Cette grammaire devient particulièrement dangereuse quand les institutions censées protéger la complexité, médias, universités, employeurs, États, cèdent à la tentation de la simplification punitive. Dès qu’elles se mettent à agir uniquement sous la pression de la foule, elles ne modèrent plus la conflictualité, elles la subventionnent.
Key Takeaways
- Méfiez-vous des listes qui prétendent remplacer le débat. Quand le désaccord se transforme en fichier de cibles, le but n’est plus de convaincre mais de sanctionner.
- Cherchez les infrastructures de la peur, pas seulement ses slogans. Demandez toujours : qui classe, qui diffuse, qui punit, qui profite ?
- La dépendance est une forme de pouvoir. Qu’elle soit énergétique, économique ou réputationnelle, elle réduit la liberté sans toujours passer par la force visible.
- La nuance est une protection civique. Elle n’excuse pas la violence, mais elle empêche qu’un événement tragique soit converti en machine à punir.
- Quand une communauté commence à célébrer les licenciements, elle a déjà changé de régime moral. Le conflit d’idées devient une économie de l’exclusion.
Conclusion : la vraie frontière n’est pas entre la violence et la paix, mais entre le jugement et la chasse
Nous avons tendance à croire que la catastrophe commence avec le premier acte spectaculaire. Mais souvent, elle commence plus tôt, lorsqu’une société accepte que des ennemis soient nommés, suivis, fichés, puis rendus vulnérables à une sanction collective. À ce moment-là, la politique cesse d’être un espace de désaccord et devient une machine à produire de la conformité par la peur.

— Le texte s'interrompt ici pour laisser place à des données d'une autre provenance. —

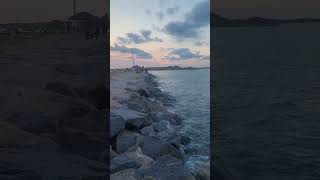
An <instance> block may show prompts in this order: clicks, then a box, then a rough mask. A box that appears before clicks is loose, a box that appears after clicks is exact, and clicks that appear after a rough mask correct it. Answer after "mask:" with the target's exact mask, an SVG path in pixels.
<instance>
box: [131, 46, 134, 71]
mask: <svg viewBox="0 0 320 180" xmlns="http://www.w3.org/2000/svg"><path fill="white" fill-rule="evenodd" d="M130 51H131V57H132V67H133V66H134V55H133V52H132V49H130Z"/></svg>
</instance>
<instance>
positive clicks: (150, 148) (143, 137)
mask: <svg viewBox="0 0 320 180" xmlns="http://www.w3.org/2000/svg"><path fill="white" fill-rule="evenodd" d="M140 145H141V148H142V153H143V154H145V155H147V156H150V157H152V158H157V157H159V156H161V155H165V154H170V155H172V156H175V157H177V158H182V153H181V152H180V150H178V149H176V148H175V147H173V146H172V145H170V144H168V143H163V142H161V140H160V139H159V138H158V137H154V136H144V137H142V139H141V143H140Z"/></svg>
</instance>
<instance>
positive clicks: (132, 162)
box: [110, 154, 138, 173]
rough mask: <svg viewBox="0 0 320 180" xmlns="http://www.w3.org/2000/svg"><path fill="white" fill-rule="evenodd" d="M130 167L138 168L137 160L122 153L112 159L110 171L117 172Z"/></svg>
mask: <svg viewBox="0 0 320 180" xmlns="http://www.w3.org/2000/svg"><path fill="white" fill-rule="evenodd" d="M129 168H138V164H137V163H136V161H134V160H132V159H130V158H129V157H128V156H126V155H125V154H120V155H118V156H116V157H114V158H112V159H111V161H110V172H111V173H116V172H118V171H122V170H125V169H129Z"/></svg>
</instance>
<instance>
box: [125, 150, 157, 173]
mask: <svg viewBox="0 0 320 180" xmlns="http://www.w3.org/2000/svg"><path fill="white" fill-rule="evenodd" d="M125 154H126V155H127V157H129V158H130V159H132V160H135V161H136V162H137V164H138V165H139V166H140V168H147V167H149V166H151V165H152V164H153V162H154V161H153V159H152V158H151V157H149V156H147V155H144V154H143V153H142V150H141V148H140V147H138V148H137V150H136V151H134V152H127V153H125Z"/></svg>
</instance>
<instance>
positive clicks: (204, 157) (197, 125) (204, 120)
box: [150, 69, 210, 170]
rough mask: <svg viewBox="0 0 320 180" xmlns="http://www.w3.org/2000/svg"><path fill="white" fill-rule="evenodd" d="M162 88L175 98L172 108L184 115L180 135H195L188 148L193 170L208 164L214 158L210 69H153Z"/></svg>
mask: <svg viewBox="0 0 320 180" xmlns="http://www.w3.org/2000/svg"><path fill="white" fill-rule="evenodd" d="M150 73H151V74H153V75H155V76H157V81H158V83H159V88H160V89H161V90H162V91H163V92H164V93H166V94H168V95H170V96H172V97H173V99H174V101H172V102H171V105H172V106H169V107H168V109H169V110H171V111H173V112H176V113H177V114H179V115H180V116H181V117H182V118H183V122H182V126H181V127H180V128H179V131H178V134H180V135H185V136H188V137H189V138H191V143H190V144H189V145H187V146H186V147H185V148H184V151H185V153H186V157H185V159H186V163H185V164H186V166H188V168H190V169H191V170H196V169H197V168H202V167H205V166H208V164H209V162H210V159H209V156H210V70H209V69H197V70H164V71H151V72H150Z"/></svg>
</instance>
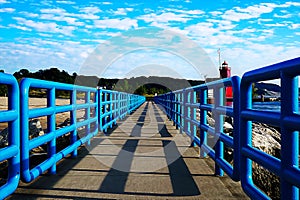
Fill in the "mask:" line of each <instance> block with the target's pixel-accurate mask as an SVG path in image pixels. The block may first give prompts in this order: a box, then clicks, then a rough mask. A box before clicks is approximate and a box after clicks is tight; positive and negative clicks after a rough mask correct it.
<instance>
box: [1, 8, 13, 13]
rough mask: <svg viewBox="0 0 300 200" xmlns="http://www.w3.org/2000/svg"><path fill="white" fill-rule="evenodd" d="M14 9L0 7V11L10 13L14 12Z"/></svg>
mask: <svg viewBox="0 0 300 200" xmlns="http://www.w3.org/2000/svg"><path fill="white" fill-rule="evenodd" d="M15 10H16V9H14V8H0V13H2V12H5V13H12V12H14V11H15Z"/></svg>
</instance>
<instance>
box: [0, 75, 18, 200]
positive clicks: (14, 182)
mask: <svg viewBox="0 0 300 200" xmlns="http://www.w3.org/2000/svg"><path fill="white" fill-rule="evenodd" d="M0 85H4V86H6V87H7V89H8V107H7V109H6V110H2V111H0V123H4V122H7V123H8V131H7V134H8V146H5V147H3V148H0V162H4V161H7V162H8V175H7V181H6V183H5V184H4V185H2V186H1V187H0V199H4V198H5V197H7V196H8V195H10V194H11V193H13V192H14V191H15V189H16V188H17V187H18V184H19V179H20V128H19V126H20V123H19V116H20V114H19V86H18V82H17V81H16V79H15V78H14V76H12V75H9V74H4V73H0Z"/></svg>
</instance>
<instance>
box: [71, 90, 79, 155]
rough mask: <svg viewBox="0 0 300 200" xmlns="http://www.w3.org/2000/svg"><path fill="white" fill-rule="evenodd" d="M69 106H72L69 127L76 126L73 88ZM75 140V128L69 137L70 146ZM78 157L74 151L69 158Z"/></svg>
mask: <svg viewBox="0 0 300 200" xmlns="http://www.w3.org/2000/svg"><path fill="white" fill-rule="evenodd" d="M70 95H71V99H70V101H71V104H72V105H73V107H72V111H71V118H70V123H71V125H75V124H76V120H77V116H76V104H77V91H76V89H75V88H74V90H73V91H72V92H71V94H70ZM76 140H77V128H75V129H74V130H73V131H71V137H70V144H71V145H72V144H74V143H75V142H76ZM77 155H78V151H77V149H74V151H73V152H72V154H71V156H72V158H76V157H77Z"/></svg>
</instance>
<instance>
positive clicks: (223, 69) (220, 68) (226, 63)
mask: <svg viewBox="0 0 300 200" xmlns="http://www.w3.org/2000/svg"><path fill="white" fill-rule="evenodd" d="M219 71H220V76H221V77H220V78H229V77H230V76H231V69H230V67H229V66H228V63H227V62H226V61H225V60H224V62H223V64H222V66H220V69H219Z"/></svg>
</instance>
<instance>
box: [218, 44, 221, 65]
mask: <svg viewBox="0 0 300 200" xmlns="http://www.w3.org/2000/svg"><path fill="white" fill-rule="evenodd" d="M218 54H219V68H221V50H220V48H219V49H218Z"/></svg>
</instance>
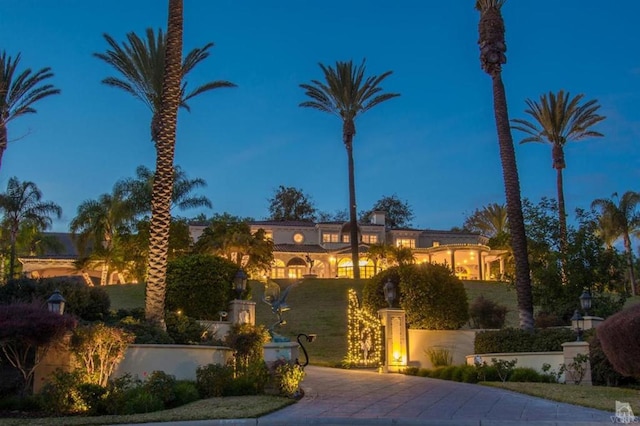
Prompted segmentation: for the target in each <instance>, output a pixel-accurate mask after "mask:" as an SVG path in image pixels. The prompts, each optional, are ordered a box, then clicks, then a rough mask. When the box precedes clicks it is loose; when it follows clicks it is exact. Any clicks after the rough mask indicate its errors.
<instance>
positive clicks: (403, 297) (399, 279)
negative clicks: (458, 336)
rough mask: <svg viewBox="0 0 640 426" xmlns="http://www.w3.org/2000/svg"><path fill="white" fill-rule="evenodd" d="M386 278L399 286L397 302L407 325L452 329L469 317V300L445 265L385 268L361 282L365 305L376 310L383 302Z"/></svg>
mask: <svg viewBox="0 0 640 426" xmlns="http://www.w3.org/2000/svg"><path fill="white" fill-rule="evenodd" d="M387 279H391V281H392V282H393V283H394V284H395V285H396V288H398V289H399V294H400V299H399V306H400V307H401V308H403V309H404V310H405V311H406V315H407V323H408V325H409V326H410V327H411V328H417V329H425V330H456V329H458V328H460V327H461V326H463V325H464V324H465V323H466V322H467V321H468V319H469V304H468V302H467V295H466V291H465V289H464V285H463V284H462V281H460V280H459V279H458V278H457V277H456V276H455V275H454V274H453V273H452V272H451V270H450V269H449V268H447V267H446V266H442V265H435V264H431V263H423V264H420V265H404V266H396V267H392V268H389V269H387V270H385V271H383V272H381V273H379V274H377V275H376V276H374V277H373V278H372V279H371V280H370V281H369V283H367V285H366V286H365V291H364V295H365V303H366V305H367V309H369V310H371V311H374V312H377V310H378V309H381V308H383V307H385V306H387V305H386V302H385V301H384V292H383V286H384V283H385V282H386V281H387Z"/></svg>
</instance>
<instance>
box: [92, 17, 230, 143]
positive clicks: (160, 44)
mask: <svg viewBox="0 0 640 426" xmlns="http://www.w3.org/2000/svg"><path fill="white" fill-rule="evenodd" d="M146 34H147V39H146V40H143V39H141V38H140V37H138V35H136V34H135V33H133V32H131V33H129V34H127V40H128V42H126V41H125V42H123V43H122V45H119V44H118V43H117V42H116V41H115V40H114V39H113V37H111V36H110V35H108V34H104V38H105V40H106V41H107V43H108V44H109V47H110V50H107V52H106V53H94V56H95V57H97V58H99V59H101V60H103V61H104V62H106V63H108V64H109V65H111V66H113V67H114V68H115V69H116V70H117V71H118V72H119V73H120V74H122V76H123V77H124V79H122V78H116V77H107V78H105V79H104V80H102V82H103V83H104V84H106V85H108V86H112V87H116V88H119V89H122V90H124V91H125V92H128V93H129V94H131V95H133V96H134V97H135V98H137V99H139V100H141V101H142V102H144V103H145V104H146V105H147V106H148V107H149V109H150V110H151V113H152V118H151V140H152V141H154V142H157V139H158V132H159V130H160V127H159V126H160V123H159V119H160V109H161V103H162V87H163V86H162V84H163V77H164V72H165V68H164V64H165V51H166V49H167V36H166V35H165V34H163V32H162V30H158V34H157V35H156V34H154V32H153V29H151V28H148V29H147V31H146ZM212 47H213V43H207V44H205V45H204V46H203V47H200V48H196V49H193V50H192V51H191V52H189V54H188V55H187V56H186V57H185V58H184V60H183V62H182V67H181V75H180V78H181V80H180V82H181V84H182V86H181V87H180V89H179V90H180V106H181V107H182V108H184V109H186V110H187V111H190V109H189V105H188V104H187V101H189V100H190V99H192V98H194V97H195V96H197V95H199V94H201V93H204V92H207V91H209V90H213V89H218V88H222V87H236V85H235V84H233V83H231V82H229V81H224V80H217V81H211V82H208V83H205V84H203V85H201V86H198V87H197V88H195V89H194V90H192V91H190V92H187V83H186V81H184V80H185V78H186V77H187V74H189V72H190V71H191V70H193V68H194V67H195V66H196V65H198V64H199V63H200V62H202V61H203V60H205V59H206V58H208V57H209V54H210V52H209V49H211V48H212ZM179 84H180V83H179Z"/></svg>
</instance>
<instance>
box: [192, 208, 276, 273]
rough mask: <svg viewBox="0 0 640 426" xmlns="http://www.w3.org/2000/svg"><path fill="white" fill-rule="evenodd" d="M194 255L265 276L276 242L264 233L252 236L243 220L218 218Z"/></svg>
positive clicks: (197, 246)
mask: <svg viewBox="0 0 640 426" xmlns="http://www.w3.org/2000/svg"><path fill="white" fill-rule="evenodd" d="M194 252H196V253H207V254H215V255H218V256H220V257H223V258H225V259H227V260H229V261H231V262H233V263H235V264H236V265H237V267H238V268H240V267H242V268H244V269H246V270H247V271H250V272H255V273H264V272H266V271H269V270H270V269H271V262H272V261H273V241H272V240H271V239H269V238H267V237H266V232H265V231H264V229H262V228H261V229H258V230H257V231H256V232H254V233H252V232H251V227H250V226H249V224H248V223H247V222H246V221H243V220H242V219H240V218H237V217H235V218H234V217H232V216H228V215H227V217H224V216H223V217H218V218H217V219H216V220H214V221H213V222H212V223H211V225H209V226H208V227H207V228H205V229H204V231H203V233H202V235H201V236H200V238H199V239H198V241H197V242H196V244H195V246H194Z"/></svg>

C’est ce que révèlent à la fois les campagnes de délation numérique et les empires opaques issus du chaos post soviétique. Le pouvoir le plus robuste n’est pas celui qui crie le plus fort. C’est celui qui sait convertir l’hostilité en structure, la structure en dépendance, et la dépendance en silence.
La question que nous devrions nous poser, face à chaque nouvelle liste, chaque nouvel appel à punir, chaque nouveau récit de martyr, n’est pas seulement : qui a tort ? La vraie question est : quel type de société commence à se construire quand la punition devient un spectacle et la peur un mode de gouvernance ?
La réponse, malheureusement, est déjà sous nos yeux : une société où la violence n’a plus besoin d’être exceptionnelle pour être efficace. Elle a seulement besoin d’être organisée.